Calls for EU derogation on chipping potatoes

Northern Ireland’s potato industry is hoping against hope that a derogation allowing the importation of both ware and seed from GB into the province, beyond December 31st, can be sorted out over the coming days.
Wilson's Country Chairman Angus Wilson.Wilson's Country Chairman Angus Wilson.
Wilson's Country Chairman Angus Wilson.

“This issue is not directly linked to the ongoing Brexit trade negotiations,” stressed Wilson’s Country chairman Angus Wilson.

“Rather it has to do with the criteria laid down within the Northern Ireland protocol, which will see the local potato sector remaining within the EU’s single market after January 1st next

“One direct consequence of this will be a ban on both ware and seed potato imports from GB into Northern Ireland on phytosanitary grounds

“The only way around this stumbling block would be for the EU to grant a specific derogation to Northern Ireland’s potato processors and growers. As far as I am aware this issue is being discussed between UK government and EU Commission. However, we need to see the matter resolved as a matter of priority.”

According to the Wilson’s Country representative, many local processors and merchants import ware potatoes from England for chippings.

He added:“We need specific varieties with high dry matter for this market, which are very hard to produce locally. This simply reflects the much wetter growing conditions and limited sunshine that prevails in this part of the world.

“In our own case, fresh chips represent a significant proportion of our throughput across the retail and catering sectors.

“We do not want to have go to Europe to replace the GB tonnes as this would add cost, potentially mean poorer quality and certainly increase our carbon footprint.

“In addition, a considerable percentage of all the seed potatoes used by ware growers in Northern Ireland are sourced in Scotland.

“The reality is that Northern Ireland’s potato sector is very dependent on having unfettered access to both ware and seed imports from the rest of the UK. This trade must be allowed to continue, as is, into the future.

“I am, therefore, calling on all of Northern Ireland’s politicians to make whatever representations they can on these issues as a matter of priority.
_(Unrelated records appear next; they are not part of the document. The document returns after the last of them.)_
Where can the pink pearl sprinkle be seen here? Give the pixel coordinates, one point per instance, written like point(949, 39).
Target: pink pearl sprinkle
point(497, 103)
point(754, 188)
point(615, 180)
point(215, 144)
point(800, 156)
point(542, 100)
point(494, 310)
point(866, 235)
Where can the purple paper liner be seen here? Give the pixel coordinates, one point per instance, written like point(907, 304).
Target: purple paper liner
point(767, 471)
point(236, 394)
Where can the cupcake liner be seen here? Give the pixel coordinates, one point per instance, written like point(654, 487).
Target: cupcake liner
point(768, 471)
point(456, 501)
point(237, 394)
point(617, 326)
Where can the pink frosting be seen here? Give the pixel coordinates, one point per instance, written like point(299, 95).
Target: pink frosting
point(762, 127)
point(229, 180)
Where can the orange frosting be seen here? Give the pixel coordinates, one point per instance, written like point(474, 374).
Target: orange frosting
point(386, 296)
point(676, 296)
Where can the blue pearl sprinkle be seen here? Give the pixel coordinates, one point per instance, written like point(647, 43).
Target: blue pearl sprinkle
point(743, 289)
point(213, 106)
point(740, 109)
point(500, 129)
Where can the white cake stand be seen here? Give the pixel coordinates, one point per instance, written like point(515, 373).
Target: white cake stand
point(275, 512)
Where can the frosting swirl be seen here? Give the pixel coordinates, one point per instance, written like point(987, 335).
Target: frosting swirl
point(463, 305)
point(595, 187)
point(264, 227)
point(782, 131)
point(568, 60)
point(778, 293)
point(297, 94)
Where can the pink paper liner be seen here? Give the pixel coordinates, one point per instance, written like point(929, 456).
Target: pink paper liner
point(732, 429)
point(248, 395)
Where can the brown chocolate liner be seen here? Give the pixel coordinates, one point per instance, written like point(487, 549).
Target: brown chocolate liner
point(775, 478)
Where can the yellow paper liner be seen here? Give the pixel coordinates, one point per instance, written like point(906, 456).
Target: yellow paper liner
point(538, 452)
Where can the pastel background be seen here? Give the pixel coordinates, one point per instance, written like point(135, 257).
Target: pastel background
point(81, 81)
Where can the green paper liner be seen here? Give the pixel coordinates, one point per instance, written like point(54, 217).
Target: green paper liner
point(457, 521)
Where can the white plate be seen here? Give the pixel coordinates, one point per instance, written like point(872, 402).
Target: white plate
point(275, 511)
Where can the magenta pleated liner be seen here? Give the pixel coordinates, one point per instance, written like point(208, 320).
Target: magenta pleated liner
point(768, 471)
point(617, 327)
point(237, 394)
And the clock is ticking.”

According Department of Agriculture, Environment and Rural Affairs (DAERA) officials, ware potatoes from GB will not be permitted entry to Northern Ireland from 1st January 2021 without an agreement of equivalence between the UK and EU.

The current situation, with regard to seed potato imports from GB is equally clear. Without agreement to the UK government request to the EU for third country listing, removal of prohibitions on seed and ware and equivalence of seed certification, importation of seed potatoes from GB will not be permitted into Northern Ireland following the end of the EU Exit Transition Period.
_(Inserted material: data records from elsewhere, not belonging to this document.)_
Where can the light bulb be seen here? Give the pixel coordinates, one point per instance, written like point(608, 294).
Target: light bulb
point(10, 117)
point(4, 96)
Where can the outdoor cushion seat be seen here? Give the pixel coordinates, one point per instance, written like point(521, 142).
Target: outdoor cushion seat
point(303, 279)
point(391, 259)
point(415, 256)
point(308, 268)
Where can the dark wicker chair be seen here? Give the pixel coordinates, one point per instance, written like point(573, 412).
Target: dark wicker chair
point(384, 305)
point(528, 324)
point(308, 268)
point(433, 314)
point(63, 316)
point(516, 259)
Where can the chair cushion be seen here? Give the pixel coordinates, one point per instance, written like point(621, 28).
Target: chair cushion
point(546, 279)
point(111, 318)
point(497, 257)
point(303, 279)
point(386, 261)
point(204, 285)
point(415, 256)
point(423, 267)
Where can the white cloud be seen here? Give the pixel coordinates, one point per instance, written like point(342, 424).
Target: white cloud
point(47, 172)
Angus Wilson concluded: “We need all the required equivalence agreements reached before the end of the year.

Sinn Féin MLA Declan McAleer has said that the ban on importing ware potatoes from Britain from 31 December could have a devastating impact on local chip shops and restaurants.

According to Mr McAleer “Approximately 600,000 tonnes of ‘fry quality’ potatoes are imported from Britain each year for use as chips in our chippies and other eating outlets.
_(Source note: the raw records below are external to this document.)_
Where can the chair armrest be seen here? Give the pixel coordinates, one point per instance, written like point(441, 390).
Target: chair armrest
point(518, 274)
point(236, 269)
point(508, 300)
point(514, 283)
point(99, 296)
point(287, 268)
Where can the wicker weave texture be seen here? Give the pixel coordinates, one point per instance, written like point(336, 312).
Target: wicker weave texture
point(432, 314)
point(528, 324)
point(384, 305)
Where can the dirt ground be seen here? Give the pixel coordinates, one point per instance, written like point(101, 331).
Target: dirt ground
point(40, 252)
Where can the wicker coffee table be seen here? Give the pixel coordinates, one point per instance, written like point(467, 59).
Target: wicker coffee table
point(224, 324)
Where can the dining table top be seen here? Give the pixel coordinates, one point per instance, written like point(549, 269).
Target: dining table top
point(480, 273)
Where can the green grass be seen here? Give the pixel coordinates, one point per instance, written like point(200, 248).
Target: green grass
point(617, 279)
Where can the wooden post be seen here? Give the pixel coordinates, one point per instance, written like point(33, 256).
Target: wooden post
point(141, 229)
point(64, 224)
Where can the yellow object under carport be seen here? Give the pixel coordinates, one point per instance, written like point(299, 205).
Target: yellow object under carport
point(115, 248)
“These varieties of potatoes cannot be grown here but as a result of Brexit, Britain is considered a ‘3rd country’ outside the EU regulation zone and from 1 January 2021 these potatoes can no longer be imported to here. This could have a devastating impact on local chippies who are already contending with COVID restrictions and January is lean, even in ‘normal’ years,” he added.

“I raised this issue directly with Minister Poots at the AERA committee and he stated that while supermarkets and other shops got a ‘grace period’ to adjust to the new arrangements no such grace period has been extended to potatoes. The Minister outlined that he is in ongoing engagement with the British DEFRA Secretary George Eustace on this issue, but as yet there is no resolution other than finding an alternative supply line from a country like Holland.”

Mr McAleer added:“Sourcing alternative supply lines at such short notice will be extremely challenging, especially for small businesses and would incur substantial costs for businesses and consumers. This is another consequence of Brexit being inflicted on people and businesses in the north against our will.”